I think it is extremely important to clarify that nothing has changed
about WHO does the test: this is, and continues to be the exclusive
province of the police surgeon.
There has been a lot of rot printed in the press about the new act. The
only thing that has changed is that the sample can be taken without
consent if the patient is incapable of giving it at the time, and
consent can be subsequently sought to test the sample.

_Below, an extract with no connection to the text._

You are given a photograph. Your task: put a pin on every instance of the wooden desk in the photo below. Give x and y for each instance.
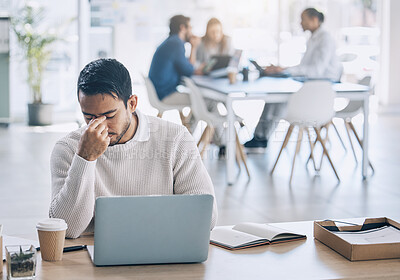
(274, 90)
(308, 259)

The legal and ethical quagmire the A&E SHO risks getting bogged down in,
has always precluded any involvement from A&E staff beyond excluding any
immediate risk to the patient from such tests. Our staff are advised to
resist firmly any requests from police to do forensic tests. The results
would be laughed out of court anyway due to the chain of evidence and
methodology loopholes ("did you use an alcohol swab?"). This argument
usually convinces any rooky traffic police office of the merits of
bothering the police surgeon if required.
Whilst on the subject, I can't think of any reason for an A&E doc to
refuse permission for a police surgeon to take a blood sample, unless
the patient is being actively resuscitated at the time. The sampling and
any subsequent approach for consent to test the sample should remain
completely independent of the staff caring for the patient.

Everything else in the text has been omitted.